# TIGHT color scheme



## Kray_Z_Cat (Jun 11, 2003)

Man we may (or may not *cough* clippers will find way to be horrible again *cough*) be the worst team in the NBA in 2004 but we could very well have the tightest Uni's. Orange Silver and Black... LOTS o potential if they do it right

"The team's color scheme will include orange, black and silver, as well as a fourth color, one source said."

http://www.charlotte.com/mld/charlotte/sports/basketball/nba/charlotte_bobcats/6052556.htm


----------



## Charlotte_______ (May 18, 2003)

> Originally posted by <b>Kray_Z_Cat</b>!
> Man we may (or may not *cough* clippers will find way to be horrible again *cough*) be the worst team in the NBA in 2004 but we could very well have the tightest Uni's.

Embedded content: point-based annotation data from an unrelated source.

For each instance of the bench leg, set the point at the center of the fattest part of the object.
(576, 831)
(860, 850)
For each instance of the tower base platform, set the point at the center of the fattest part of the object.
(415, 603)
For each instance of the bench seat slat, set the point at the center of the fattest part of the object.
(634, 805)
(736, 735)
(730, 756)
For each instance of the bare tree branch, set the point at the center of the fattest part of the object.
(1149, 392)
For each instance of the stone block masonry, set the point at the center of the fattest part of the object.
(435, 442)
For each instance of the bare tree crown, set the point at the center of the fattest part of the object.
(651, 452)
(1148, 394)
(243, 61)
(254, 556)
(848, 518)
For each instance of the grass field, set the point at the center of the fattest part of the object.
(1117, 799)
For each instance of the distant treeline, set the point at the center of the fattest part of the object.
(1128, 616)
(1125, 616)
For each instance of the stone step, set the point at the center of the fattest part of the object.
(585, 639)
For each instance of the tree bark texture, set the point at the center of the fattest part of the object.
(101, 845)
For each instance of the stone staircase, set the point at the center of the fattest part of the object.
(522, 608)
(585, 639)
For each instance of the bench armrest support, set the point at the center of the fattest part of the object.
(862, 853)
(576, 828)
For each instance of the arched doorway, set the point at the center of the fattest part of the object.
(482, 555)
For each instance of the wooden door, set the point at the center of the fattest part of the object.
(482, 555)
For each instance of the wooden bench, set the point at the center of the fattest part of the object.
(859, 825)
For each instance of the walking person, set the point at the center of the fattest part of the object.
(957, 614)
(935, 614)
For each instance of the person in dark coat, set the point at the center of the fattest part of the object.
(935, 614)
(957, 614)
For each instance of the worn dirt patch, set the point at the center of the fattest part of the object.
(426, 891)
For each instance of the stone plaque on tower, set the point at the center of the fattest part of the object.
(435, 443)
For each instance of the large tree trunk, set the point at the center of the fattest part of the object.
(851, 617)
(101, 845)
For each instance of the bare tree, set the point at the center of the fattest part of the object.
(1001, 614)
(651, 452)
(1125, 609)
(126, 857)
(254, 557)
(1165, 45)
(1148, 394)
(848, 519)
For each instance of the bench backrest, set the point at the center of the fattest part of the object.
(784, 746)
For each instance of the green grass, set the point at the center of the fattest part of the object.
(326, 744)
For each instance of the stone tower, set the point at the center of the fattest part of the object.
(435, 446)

Orange Silver and Black... LOTS o potential if they do it right
> 
> "The team's color scheme will include orange, black and silver, as well as a fourth color, one source said."
> ...


:laugh: 

Hopefully not to much of one color.


----------



## Kray_Z_Cat (Jun 11, 2003)

yea they should have it somewhat like the Raptor's jerseys


----------



## Charlotte_______ (May 18, 2003)

Oh Oh Syracuse!


----------



## Marcus13 (Jul 17, 2002)

Those are definately some tight colors-kinda depends on what there symbol will look like


----------



## GNG (Aug 17, 2002)

Hopefully, they aren't too crowded with crap like the Raptors' and Grizzlies' original jerseys. Especially Toronto's...

But I'm anxiously awaiting these new jerseys tomorrow afternoon. They should look very nice.:yes:


----------



## cantgetright (Jun 11, 2003)

No Jersey will be available tomorrow. They are going to announce the knickname(Bobcats) and unveil the logo and mascot. The jerseys will be out probally just before the expansion draft next offseason.


----------